Menurutnya, urusan tembakau tidak hanya soal kesehatan, tetapi banyak aspek lain yang menyangkut kepentingan hidup jutaan masyarakat Indonesia. Ia mendorong agar pemerintah memperhatikan seluruh aspek dalam menyusun kebijakan soal tembakau.

“Silakan bicara aspek kesehatan dalam rokok, tetapi yang mesti dipahami adalah dalam rokok ada aspek lain di luar kesehatan. Ada mata rantai mulai dari pertanian sampai pabrik, di antara petani dan pabrik ada pedagang, ke konsumen ada pedagang, ini jadi ekosistem sendiri,” jelas Misbakhun.

Misbakhun menduga usulan revisi PP 109/2012 merupakan agenda dari kepentingan-kepentingan asing untuk mengintervensi regulasi nasional guna melemahkan kekuatan dan kedaulatan negara.

"Rencana revisi PP 109/2012 ini mengakomodasi kepentingan asingApa tujuan dari agenda-agenda asing ini? Agenda ini dibuat untuk melemahkan kekuatan dan kedaulatan negara kita," sambung Misbakhun. 

Di kesempatan yang sama, Ketua Gabungan Perserikatan Pabrik Rokok Indonesia (GAPPRI) Henry Najoan juga mengisyaratkan bahwa intervensi terhadap regulasi IHT semakin besar. Menurutnya, intervensi tersebut tidak hanya menekan melalui rencana revisi PP 109/201, melainkan juga melalui regulasi-regulasi IHT lainnya.
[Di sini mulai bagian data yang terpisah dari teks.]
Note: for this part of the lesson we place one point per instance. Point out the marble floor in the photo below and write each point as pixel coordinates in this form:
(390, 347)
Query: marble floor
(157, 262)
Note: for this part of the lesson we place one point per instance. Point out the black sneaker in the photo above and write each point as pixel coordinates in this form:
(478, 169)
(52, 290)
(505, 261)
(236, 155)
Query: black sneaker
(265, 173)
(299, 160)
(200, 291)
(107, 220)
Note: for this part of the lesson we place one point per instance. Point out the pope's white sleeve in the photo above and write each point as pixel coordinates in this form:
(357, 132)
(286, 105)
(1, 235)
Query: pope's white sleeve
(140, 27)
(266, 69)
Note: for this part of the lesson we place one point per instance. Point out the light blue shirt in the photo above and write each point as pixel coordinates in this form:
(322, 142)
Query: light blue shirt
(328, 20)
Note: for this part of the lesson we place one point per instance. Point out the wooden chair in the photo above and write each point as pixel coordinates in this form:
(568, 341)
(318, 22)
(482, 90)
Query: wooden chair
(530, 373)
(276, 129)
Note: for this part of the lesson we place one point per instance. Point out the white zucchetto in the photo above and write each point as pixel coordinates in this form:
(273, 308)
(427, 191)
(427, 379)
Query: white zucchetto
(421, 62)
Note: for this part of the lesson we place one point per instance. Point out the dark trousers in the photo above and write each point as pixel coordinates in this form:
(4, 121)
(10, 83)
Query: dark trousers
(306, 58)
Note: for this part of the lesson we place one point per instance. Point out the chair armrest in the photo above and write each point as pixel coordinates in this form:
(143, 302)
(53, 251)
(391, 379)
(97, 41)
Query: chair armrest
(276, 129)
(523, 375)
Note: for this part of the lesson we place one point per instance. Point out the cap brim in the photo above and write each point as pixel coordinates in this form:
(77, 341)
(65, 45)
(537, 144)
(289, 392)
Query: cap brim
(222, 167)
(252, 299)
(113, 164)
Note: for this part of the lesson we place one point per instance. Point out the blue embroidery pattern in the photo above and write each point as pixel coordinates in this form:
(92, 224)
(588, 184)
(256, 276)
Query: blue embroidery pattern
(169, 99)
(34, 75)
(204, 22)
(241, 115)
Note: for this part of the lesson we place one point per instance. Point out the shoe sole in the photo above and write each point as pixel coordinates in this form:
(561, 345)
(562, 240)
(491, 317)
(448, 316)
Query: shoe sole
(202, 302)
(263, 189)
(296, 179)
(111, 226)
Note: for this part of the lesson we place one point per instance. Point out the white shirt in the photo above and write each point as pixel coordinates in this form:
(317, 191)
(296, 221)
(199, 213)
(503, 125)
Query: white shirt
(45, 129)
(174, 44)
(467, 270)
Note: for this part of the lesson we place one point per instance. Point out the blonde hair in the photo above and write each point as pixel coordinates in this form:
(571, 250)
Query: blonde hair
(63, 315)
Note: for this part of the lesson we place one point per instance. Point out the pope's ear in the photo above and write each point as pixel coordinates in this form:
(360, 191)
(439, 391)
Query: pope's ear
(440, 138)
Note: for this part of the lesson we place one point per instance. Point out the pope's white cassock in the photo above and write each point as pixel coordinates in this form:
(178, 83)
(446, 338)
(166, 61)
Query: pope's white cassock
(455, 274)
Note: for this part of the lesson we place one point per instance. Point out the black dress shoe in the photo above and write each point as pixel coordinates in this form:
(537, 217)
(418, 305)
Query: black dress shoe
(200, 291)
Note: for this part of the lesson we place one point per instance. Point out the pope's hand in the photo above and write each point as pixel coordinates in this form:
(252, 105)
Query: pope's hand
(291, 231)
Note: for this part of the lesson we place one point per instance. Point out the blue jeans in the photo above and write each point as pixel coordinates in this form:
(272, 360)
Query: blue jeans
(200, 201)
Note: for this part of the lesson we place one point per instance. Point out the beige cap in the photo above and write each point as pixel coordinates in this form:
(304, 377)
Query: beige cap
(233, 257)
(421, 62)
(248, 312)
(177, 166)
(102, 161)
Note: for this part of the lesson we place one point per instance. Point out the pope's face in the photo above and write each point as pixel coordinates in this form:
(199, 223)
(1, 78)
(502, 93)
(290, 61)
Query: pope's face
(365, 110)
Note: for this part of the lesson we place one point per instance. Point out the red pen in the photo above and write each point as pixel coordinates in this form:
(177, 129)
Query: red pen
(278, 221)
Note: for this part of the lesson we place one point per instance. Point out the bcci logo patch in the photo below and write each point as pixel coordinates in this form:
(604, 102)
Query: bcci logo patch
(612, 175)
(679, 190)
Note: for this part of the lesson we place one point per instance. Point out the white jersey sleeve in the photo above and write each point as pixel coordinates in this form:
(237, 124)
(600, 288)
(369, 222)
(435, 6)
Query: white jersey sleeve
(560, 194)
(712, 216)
Imbasnya, ekosistem IHT bakal makin tertekan dan justru kontraproduktif dengan target-target pemerintah. "Isi draf revisi PP 109/2012 berisi pelarangan yang semakin restriktif terhadap IHT. Padahal, IHT adalah industri yang legal di tanah air," kata Henry.

Henry menjelaskan saat ini ada lebih dari 446 regulasi yang mengatur IHT mulai dari level pemerintah pusat hingga pemerintah daerah. Dari total regulasi tersebut hampir 90% atau setara 400 regulasi mengatur pembatasan konsumsi alias tobacco control, 41 regulasi atau 9% mengatur soal cukai hasil tembakau, dan hanya ada 5 regulasi yang mengatur ekonomi dan kesejahteraan. Dari 400 regulasi terkait tobacco control, 343 aturan diterbitkan pemerintah daerah soal Kawasan Tanpa Rokok (KTR) selama 10 tahun terakhir.

"Usulan merevisi PP 109/2012 berpotensi menimbulkan dampak buruk kepada ekonomi petani, pekerja, dan ekosistem IHT. PP 109/2012 saat ini masih relevan, sehingga implementasinya yang perlu ditingkatkan dan diperbaiki lagi saja," pungkas Henry.